Consuelo intentó tragar, pero no pudo.

– Mi hermana me lo describió, y era el mismo chulo desagradable de la plaza del Pumarejo.

– Muy inquietante -dijo Aguado-. Eso te incomodó, estoy segura. Así que llamaste a la policía y te quedaste con los niños. Lo entiendo.

Silencio. Consuelo se hundió en un lado del sofá, como si hubiera perdido algo.

– Muy bien -dijo Aguado-. Cuéntame lo que hiciste, o lo que no hiciste.

– No llamé a la policía.

– ¿Por qué no?

– Estaba demasiado avergonzada -dijo Consuelo-. Habría tenido que explicarlo todo.

– Podrías haber dicho simplemente que un indeseable merodeaba por tu casa.

– A lo mejor no conoces mucho a la policía -dijo Consuelo-. Hace cinco años fui sospechosa de asesinato durante un par de semanas.
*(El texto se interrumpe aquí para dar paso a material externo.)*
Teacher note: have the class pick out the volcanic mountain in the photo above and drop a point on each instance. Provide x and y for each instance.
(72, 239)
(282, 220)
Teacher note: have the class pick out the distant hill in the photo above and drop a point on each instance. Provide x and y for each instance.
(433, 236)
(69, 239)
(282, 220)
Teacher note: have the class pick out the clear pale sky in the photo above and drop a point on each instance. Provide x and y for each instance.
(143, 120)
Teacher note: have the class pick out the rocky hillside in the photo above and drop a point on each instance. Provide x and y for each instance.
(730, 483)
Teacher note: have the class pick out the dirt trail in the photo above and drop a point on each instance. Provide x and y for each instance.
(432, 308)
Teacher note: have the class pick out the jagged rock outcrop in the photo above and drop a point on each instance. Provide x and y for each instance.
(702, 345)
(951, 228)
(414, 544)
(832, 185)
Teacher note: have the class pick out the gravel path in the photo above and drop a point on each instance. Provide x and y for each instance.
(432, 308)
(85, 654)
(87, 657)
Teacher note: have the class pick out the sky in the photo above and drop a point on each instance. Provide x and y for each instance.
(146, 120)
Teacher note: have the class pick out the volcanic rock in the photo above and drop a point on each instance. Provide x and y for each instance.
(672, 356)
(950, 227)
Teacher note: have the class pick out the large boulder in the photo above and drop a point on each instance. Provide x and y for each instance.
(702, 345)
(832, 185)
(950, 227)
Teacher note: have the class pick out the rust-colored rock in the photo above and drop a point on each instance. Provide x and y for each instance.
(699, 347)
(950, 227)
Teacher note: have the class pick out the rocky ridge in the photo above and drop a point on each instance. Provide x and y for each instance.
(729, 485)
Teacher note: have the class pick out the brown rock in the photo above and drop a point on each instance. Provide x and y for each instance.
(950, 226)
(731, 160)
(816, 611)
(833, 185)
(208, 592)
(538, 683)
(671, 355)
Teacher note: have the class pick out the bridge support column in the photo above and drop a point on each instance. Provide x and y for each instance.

Lo que te hacen pasar no es muy distinto de estas sesiones. Empiezas a hablar y ellos empiezan a sospechar. Saben cuándo la gente les oculta la mierda de su vida. Es algo que ven cada día. Me harían preguntas como: «¿Es posible que lo conozca?», ¿y qué pasaría? Sobre todo teniendo en cuenta mi estado mental.
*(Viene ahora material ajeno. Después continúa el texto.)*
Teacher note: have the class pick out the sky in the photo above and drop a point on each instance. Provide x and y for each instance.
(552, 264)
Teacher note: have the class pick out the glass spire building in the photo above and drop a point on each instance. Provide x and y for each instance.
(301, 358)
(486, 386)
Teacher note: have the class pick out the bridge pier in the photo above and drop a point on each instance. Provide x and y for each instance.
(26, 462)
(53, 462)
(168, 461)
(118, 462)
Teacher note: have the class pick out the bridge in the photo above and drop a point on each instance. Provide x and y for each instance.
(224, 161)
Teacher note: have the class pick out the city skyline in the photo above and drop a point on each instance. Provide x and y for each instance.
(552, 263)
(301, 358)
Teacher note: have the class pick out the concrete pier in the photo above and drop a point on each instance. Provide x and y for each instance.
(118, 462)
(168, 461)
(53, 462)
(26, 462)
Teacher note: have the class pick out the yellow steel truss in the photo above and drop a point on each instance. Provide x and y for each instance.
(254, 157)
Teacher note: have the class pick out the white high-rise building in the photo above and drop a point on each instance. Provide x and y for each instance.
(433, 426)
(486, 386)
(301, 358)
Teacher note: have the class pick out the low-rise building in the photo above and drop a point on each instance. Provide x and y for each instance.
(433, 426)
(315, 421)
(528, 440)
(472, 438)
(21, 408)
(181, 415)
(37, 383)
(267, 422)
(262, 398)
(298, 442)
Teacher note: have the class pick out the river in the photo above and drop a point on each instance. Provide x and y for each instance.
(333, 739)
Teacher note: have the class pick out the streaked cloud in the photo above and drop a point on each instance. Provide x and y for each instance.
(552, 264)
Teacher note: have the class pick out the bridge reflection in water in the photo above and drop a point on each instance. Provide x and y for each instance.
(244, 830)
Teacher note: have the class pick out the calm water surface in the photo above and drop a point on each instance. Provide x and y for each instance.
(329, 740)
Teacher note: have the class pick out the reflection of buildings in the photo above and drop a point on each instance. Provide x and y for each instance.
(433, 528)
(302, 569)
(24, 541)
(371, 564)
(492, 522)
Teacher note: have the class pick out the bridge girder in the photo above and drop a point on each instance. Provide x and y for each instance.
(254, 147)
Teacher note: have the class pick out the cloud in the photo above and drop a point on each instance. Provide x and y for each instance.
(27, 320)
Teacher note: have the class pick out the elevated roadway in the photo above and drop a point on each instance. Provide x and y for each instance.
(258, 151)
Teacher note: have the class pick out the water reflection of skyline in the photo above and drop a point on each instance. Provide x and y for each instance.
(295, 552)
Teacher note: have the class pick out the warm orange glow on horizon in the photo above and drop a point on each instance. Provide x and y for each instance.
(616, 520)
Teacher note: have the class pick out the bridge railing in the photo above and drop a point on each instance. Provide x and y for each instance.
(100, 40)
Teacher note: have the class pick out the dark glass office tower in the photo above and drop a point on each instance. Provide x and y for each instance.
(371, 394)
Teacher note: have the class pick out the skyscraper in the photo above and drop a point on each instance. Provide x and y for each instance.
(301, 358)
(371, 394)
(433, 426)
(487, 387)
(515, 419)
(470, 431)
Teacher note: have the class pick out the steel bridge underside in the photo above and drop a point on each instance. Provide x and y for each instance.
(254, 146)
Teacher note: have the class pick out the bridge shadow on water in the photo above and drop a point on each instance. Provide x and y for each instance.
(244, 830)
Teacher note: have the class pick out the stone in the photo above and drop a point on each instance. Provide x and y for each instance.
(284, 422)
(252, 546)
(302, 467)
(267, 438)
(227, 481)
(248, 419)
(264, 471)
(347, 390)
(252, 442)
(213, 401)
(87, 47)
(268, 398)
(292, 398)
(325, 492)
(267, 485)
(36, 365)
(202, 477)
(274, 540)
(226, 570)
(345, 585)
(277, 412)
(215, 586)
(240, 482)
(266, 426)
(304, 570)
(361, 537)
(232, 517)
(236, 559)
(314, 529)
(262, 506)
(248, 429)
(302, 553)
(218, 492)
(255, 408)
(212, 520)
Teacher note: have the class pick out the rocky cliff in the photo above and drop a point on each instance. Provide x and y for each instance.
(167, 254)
– Sé que te parecerá difícil de creer, pero para mí esto que me cuentas es un avance -dijo Aguado.

– Pues a mí me hace sentir fracasada -dijo Consuelo-. No sé si ese hombre podría ser un peligro para mis hijos, y sólo porque me siento avergonzada estoy dispuesta a correr ese riesgo.
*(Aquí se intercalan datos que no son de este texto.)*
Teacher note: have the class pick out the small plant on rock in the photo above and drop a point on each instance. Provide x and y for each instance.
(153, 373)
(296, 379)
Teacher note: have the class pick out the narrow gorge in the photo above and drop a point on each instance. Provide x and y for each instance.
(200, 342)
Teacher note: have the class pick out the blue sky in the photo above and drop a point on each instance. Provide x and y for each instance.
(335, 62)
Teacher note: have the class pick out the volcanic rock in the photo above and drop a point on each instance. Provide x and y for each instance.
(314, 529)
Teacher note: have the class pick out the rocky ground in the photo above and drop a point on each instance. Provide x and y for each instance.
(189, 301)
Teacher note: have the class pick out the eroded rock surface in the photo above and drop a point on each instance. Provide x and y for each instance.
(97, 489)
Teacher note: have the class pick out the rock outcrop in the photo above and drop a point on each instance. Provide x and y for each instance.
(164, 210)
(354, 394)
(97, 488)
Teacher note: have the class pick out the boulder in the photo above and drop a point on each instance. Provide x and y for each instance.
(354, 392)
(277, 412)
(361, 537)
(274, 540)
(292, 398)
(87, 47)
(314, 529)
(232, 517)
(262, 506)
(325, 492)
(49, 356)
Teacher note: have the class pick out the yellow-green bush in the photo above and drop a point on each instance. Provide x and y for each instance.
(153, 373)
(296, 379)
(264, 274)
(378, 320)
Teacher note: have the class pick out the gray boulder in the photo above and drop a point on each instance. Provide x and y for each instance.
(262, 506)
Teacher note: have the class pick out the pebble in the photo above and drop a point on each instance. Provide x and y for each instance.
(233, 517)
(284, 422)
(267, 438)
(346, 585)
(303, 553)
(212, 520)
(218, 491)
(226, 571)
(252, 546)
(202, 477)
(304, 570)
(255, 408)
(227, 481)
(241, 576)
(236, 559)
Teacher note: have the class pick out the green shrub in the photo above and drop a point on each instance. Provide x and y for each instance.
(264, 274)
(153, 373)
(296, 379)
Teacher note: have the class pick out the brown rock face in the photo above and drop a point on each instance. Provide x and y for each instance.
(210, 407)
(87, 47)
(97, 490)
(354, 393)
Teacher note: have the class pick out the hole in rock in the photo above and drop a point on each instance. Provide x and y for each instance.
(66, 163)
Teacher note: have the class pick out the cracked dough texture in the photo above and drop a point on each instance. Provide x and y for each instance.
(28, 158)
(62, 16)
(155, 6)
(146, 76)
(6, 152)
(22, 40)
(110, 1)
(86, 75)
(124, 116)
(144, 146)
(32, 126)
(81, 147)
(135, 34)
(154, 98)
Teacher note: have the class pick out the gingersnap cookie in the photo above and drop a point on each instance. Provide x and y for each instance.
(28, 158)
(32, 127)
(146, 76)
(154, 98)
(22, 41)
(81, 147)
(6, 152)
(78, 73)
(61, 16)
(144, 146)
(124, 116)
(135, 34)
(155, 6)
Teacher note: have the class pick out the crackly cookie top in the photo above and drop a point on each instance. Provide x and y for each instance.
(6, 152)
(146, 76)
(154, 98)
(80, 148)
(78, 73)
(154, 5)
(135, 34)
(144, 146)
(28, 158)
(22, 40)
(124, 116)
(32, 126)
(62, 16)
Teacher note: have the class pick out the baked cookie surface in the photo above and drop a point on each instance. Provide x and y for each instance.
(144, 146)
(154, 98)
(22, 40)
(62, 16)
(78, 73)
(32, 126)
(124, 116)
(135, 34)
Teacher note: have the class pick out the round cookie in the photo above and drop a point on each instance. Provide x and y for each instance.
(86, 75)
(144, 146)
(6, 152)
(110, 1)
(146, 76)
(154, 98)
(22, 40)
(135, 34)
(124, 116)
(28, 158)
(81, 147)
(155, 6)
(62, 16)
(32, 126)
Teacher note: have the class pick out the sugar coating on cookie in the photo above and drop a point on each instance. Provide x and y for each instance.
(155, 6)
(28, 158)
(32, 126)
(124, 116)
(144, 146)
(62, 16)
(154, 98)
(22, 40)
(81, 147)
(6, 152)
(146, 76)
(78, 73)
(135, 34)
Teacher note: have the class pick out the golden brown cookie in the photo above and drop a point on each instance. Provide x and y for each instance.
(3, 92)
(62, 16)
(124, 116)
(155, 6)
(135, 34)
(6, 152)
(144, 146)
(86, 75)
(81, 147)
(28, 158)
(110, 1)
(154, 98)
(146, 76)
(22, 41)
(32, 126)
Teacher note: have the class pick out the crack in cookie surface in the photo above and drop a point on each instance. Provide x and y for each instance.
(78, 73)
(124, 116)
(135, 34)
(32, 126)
– Pero al menos ahora sé que es real -dijo Aguado.

Silencio por parte de Consuelo, que no había considerado esa alarmante posibilidad.

– Nuestra mente tienen su manera particular de corregir desequilibrios -dijo Aguado-. Así que, por ejemplo, un poderoso director ejecutivo que controla las vidas de miles de personas puede que equilibre la balanza soñando que está en la escuela y el maestro le dice lo que tiene que hacer. Es una forma muy benigna de equilibrar las cosas. Hay maneras más agresivas. No es raro encontrar a hombres de negocios que visitan a una dominatriz para que los ate, los deje indefensos y los castigue. Un psicólogo de Nueva York me dijo que tenía clientes que iban a guarderías, se ponían pañales y se sentaban en parques infantiles de tamaño adulto. El peligro llega cuando ya no distingues entre lo fantástico, lo real y lo ilusorio. La mente se confunde y no distingue entre una cosa y otra, y luego llega la crisis nerviosa, que puede acarrear efectos duraderos.

– Lo que quieres decir es que ya he tenido la fantasía y que podría dar el siguiente paso y buscar la realidad.

– Pero lo que me has descrito al menos no es una ilusión -dijo Aguado-. Antes de que tu hermana confirmara la existencia de ese hombre, no estaba muy segura de lo avanzada que estabas. Te dije que no te desviaras al venir hacia aquí porque, si era real, entonces la realidad que buscabas era muy peligrosa para ti… desde el punto de vista personal. Ese hombre no tiene ni idea de la naturaleza de tus problemas. Ha intuido tu vulnerabilidad y probablemente no sea más que un buitre.